Too often over the years, we’ve seen scientists from Africa train for PhDs in various disciplines outside of the region and not return. This has raised a perennial question: How can we create a supportive environment where young scientists in Africa get the support they need locally, have the chance to visit laboratories and institutions outside of the continent, and return home?
In this context, we face a range of tests in the region. Recent coups and upheavals in West Africa remind us that, depending on the challenges at home, a PhD could take much longer to complete than expected. Other challenges also exist. In West Africa, language barriers between the Anglophone and Francophone countries is one of the biggest challenges, and barriers such as these stand in the way of collaboration across institutions and hinder networking among scientists.
Even within institutions, the insufficient support for our young scientists is systemic. Few senior scientists are available to support the large number of students trained in our institutions annually, and the absence of such support could add additional years to the quest for a PhD.
There are measures to address some of these challenges. For example, through the African Institutions Initiative, the Wellcome Trust is supporting seven African-led Consortia made up of 50 Institutions across 18 African countries, with partner Institutions in the UK, Europe, and the United States.

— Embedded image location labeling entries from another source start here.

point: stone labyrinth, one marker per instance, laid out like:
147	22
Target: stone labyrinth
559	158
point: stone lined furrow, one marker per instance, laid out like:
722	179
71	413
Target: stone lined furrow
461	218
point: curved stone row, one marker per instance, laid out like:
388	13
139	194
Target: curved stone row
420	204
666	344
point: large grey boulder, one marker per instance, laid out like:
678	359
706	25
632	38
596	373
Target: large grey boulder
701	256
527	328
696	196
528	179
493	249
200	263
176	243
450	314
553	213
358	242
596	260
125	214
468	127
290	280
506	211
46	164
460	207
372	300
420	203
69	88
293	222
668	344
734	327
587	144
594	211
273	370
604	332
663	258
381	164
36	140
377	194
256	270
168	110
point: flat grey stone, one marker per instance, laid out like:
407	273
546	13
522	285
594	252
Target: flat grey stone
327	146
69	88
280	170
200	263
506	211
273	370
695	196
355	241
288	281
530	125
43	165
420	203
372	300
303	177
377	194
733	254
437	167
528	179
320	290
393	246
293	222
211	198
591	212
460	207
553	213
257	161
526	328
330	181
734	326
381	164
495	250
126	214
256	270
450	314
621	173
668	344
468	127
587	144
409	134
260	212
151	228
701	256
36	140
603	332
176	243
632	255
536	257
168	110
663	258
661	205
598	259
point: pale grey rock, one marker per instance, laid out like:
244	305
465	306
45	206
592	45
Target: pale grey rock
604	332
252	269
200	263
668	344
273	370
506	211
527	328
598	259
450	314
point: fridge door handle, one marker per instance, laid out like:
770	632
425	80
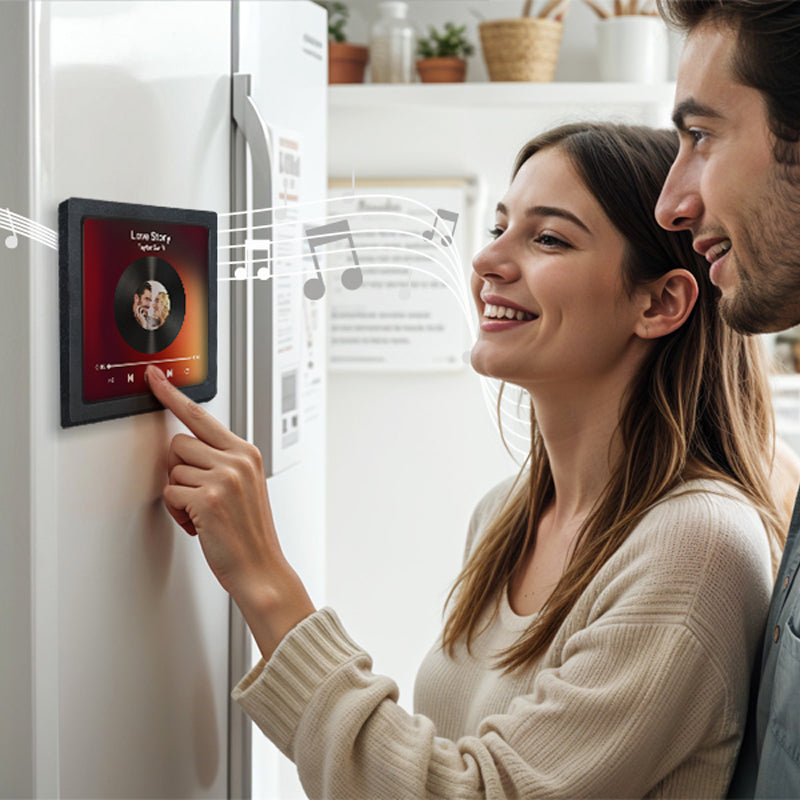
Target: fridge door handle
248	118
252	334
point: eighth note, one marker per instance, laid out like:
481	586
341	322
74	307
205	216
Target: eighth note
450	216
12	240
352	277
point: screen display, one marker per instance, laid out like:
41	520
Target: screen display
145	301
137	286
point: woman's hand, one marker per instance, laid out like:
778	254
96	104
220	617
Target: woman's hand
217	492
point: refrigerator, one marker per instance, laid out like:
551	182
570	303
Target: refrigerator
118	649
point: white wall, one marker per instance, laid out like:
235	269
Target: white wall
410	454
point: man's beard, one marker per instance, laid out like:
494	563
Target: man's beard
767	295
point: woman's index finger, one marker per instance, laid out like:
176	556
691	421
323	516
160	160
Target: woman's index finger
202	424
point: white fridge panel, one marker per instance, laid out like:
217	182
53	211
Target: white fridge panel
131	629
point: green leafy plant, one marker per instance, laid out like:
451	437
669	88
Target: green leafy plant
449	43
338	14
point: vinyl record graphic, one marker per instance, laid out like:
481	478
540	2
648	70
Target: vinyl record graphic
149	304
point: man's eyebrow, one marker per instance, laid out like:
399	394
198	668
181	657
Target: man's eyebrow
548	211
691	108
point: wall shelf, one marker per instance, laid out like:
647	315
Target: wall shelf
499	95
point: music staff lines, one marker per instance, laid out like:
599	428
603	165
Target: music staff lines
23	226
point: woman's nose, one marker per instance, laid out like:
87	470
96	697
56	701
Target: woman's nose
496	261
680	204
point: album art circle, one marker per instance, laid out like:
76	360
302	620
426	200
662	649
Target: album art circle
149	304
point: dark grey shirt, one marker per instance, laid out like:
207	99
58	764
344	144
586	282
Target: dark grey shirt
769	762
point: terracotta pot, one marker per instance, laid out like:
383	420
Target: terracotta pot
346	62
442	70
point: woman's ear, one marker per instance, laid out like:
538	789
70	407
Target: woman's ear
666	304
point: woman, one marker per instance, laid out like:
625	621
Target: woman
600	637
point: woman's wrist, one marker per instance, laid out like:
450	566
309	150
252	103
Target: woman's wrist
271	611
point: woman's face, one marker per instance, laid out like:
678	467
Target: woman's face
554	269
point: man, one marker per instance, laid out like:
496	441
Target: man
735	185
142	298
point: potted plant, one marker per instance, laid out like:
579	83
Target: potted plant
346	62
442	54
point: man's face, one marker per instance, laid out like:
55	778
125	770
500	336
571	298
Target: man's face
144	299
742	207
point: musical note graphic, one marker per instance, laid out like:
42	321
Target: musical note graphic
450	216
12	240
352	278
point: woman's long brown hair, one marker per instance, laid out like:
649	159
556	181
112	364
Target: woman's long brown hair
698	407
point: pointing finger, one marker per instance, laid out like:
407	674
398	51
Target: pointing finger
202	424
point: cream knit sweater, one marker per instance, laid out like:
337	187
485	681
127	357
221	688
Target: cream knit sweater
642	693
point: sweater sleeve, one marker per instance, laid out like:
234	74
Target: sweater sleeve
632	694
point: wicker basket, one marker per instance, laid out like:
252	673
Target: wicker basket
521	49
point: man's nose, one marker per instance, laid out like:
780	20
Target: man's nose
680	205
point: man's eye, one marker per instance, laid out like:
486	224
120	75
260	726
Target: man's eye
697	135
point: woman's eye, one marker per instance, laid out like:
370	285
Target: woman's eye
548	240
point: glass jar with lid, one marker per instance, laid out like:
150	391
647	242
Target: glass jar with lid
392	44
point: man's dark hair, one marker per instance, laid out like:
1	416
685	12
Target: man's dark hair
767	55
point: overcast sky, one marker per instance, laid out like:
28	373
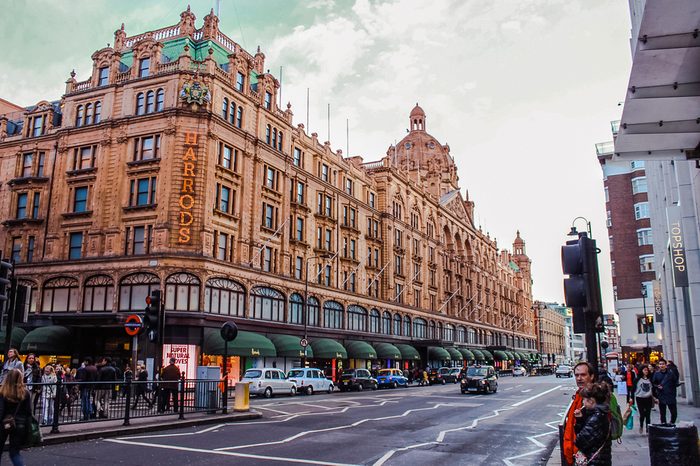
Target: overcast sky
521	90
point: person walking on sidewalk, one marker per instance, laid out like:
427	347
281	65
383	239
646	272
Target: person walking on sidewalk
665	383
585	374
642	397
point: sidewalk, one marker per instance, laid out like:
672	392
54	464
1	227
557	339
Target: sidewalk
101	429
634	449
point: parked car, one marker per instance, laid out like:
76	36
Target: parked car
357	379
391	378
480	379
268	381
309	380
564	371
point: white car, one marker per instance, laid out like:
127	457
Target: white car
268	381
309	380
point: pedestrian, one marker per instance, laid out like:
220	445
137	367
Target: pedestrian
15	412
12	361
592	426
169	386
107	377
48	394
642	397
585	374
665	383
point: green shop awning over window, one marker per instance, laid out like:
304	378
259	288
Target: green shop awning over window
387	351
435	353
325	348
18	335
247	344
408	352
52	340
289	346
467	354
360	350
455	355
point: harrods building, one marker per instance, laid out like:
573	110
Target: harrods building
173	167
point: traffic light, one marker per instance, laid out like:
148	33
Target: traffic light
582	288
152	318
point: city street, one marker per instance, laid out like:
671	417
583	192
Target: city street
414	426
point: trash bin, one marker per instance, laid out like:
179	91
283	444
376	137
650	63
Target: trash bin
676	445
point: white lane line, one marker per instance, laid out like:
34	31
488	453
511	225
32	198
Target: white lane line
228	453
515	405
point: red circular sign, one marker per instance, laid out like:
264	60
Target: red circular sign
133	325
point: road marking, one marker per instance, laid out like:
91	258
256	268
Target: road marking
515	405
227	453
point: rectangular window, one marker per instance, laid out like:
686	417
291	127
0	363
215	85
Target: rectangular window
103	76
144	67
76	246
80	199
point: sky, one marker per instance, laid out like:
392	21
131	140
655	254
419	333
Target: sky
521	90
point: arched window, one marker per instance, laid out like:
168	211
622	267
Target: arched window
374	321
224	108
397	325
296	309
98	294
267	304
419	327
60	295
160	97
79	116
182	292
98	112
139	103
133	290
313	310
149	101
225	297
386	323
357	318
332	315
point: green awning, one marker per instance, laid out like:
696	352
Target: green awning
387	351
467	354
360	350
248	344
455	355
435	353
18	335
288	346
54	340
325	348
408	352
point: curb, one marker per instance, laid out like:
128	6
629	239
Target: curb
60	438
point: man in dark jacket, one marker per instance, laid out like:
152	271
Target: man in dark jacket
665	383
169	377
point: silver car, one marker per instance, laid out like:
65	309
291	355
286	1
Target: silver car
268	381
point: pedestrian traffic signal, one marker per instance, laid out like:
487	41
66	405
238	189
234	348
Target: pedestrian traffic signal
151	319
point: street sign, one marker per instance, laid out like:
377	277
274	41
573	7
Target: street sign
133	324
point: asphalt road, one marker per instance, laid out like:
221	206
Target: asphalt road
414	426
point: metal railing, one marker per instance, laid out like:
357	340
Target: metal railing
70	402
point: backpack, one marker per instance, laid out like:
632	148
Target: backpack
616	423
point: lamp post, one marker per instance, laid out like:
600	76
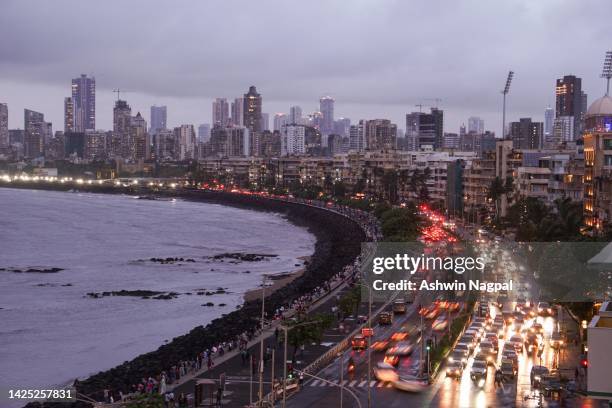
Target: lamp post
342	387
505	92
369	341
263	316
286	330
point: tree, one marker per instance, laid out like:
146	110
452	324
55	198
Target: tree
303	334
495	192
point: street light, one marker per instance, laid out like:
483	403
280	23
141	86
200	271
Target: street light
286	330
607	70
369	340
505	92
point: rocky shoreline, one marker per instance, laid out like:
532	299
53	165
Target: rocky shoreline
338	243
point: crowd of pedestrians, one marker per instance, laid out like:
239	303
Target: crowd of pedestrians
163	382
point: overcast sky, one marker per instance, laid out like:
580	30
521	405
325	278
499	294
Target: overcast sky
377	58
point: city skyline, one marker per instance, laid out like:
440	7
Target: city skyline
361	90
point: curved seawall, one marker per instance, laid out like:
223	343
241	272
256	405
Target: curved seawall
338	243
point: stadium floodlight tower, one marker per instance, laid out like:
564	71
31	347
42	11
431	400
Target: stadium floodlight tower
505	92
607	70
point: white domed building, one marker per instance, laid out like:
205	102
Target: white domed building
598	163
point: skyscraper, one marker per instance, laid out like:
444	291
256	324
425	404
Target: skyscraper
280	119
252	110
122	118
326	106
204	132
549	116
35	131
295	114
220	112
159	117
380	134
238	112
357	136
526	134
570	101
68	115
475	125
4	138
265	122
425	129
84	100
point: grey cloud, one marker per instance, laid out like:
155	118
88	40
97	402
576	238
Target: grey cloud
377	57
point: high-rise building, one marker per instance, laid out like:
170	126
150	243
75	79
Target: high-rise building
597	162
159	118
476	125
122	118
4	135
139	141
526	134
380	134
295	115
265	122
293	140
549	117
186	142
326	107
220	112
35	133
342	126
84	100
68	114
357	136
252	110
570	100
238	112
204	132
280	120
424	129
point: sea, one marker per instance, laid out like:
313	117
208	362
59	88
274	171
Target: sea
52	331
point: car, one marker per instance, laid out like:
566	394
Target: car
487	349
556	341
544	309
385	372
439	324
537	328
532	342
380	345
493	338
410	384
402	348
454	369
431	313
478	370
392	359
359	342
465	348
458	356
399	306
385	318
517	341
536	374
509	369
510	354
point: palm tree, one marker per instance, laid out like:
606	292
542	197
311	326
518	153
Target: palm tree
495	193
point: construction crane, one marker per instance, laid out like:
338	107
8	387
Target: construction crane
436	100
118	92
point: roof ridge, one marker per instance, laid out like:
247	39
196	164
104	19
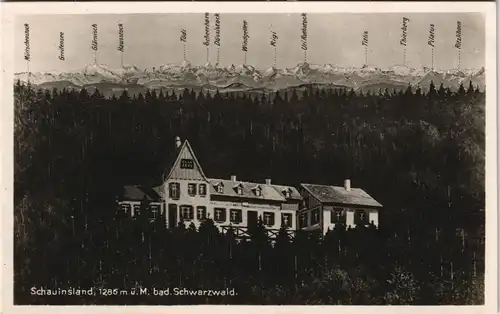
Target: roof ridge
249	182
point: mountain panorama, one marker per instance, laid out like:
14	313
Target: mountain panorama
239	78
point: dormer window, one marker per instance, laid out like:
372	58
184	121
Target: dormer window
187	164
219	187
257	190
239	189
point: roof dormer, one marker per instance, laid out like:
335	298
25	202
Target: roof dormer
287	192
257	190
219	187
238	188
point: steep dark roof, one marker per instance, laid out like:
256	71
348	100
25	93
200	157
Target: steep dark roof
339	195
139	193
269	191
170	161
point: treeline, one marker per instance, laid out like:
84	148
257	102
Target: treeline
419	154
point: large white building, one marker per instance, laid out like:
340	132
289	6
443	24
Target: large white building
188	195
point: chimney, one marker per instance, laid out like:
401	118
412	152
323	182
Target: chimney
347	184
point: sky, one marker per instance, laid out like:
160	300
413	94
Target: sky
152	40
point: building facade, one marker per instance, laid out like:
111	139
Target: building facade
187	195
326	206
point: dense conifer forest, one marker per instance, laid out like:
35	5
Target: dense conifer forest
420	154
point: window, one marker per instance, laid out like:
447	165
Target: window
361	217
303	220
187	212
137	209
154	210
239	190
315	217
338	216
192	189
286	220
235	216
258	191
201	213
287	193
125	208
269	219
220	214
174	190
220	188
202	189
187	164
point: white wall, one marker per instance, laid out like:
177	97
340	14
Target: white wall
245	208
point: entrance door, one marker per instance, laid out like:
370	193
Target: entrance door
172	215
252	218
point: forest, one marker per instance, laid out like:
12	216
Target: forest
420	154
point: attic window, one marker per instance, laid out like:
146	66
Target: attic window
239	189
219	188
257	190
187	164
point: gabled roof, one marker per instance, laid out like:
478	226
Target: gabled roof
339	195
268	192
139	193
179	151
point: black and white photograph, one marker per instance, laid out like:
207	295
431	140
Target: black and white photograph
267	158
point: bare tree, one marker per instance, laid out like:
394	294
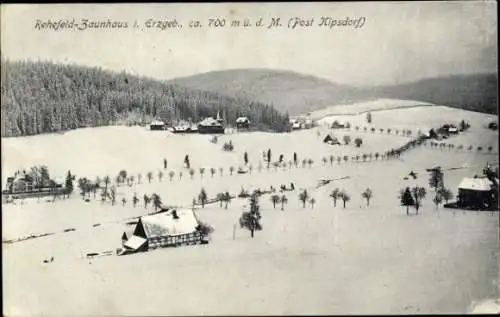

In West Africa, I direct the Research Institution for Infectious Diseases of Poverty (RIIDP/IIDP), currently hosted by the Dodowa Health Research Centre of the Ghana Health Service. This consortium brings together Anglophone and Francophone universities and research institutions from Ghana, Cote d’Ivoire, Mali, and Nigeria, and partners from the UK, Switzerland, and Malaysia. The overall aim is to develop the intellectual, regulatory, and physical infrastructure required for the production of the high quality interdisciplinary science necessary to address the problems of infectious diseases of poverty.
In the last four years, the IIDP has made some strides to support and expose our trainees to environments that will support their training. Four of our PhD fellows—from Nigeria, Ghana, and Mali—have presented their research at this year’s 6th MIM Pan-African Malaria Conference. It’s a small step, but already we can see some of the language barriers coming down, as the fellows have had a chance to exchange ideas with other scientists. We must increase these opportunities for our fellows—not only within the malaria disease field—but in other areas such as tuberculosis as well. My hope is for increased opportunities, more solid multidisciplinary institutions, and the strengthening of scientific networks in Africa with programs that train and retain our young scientists.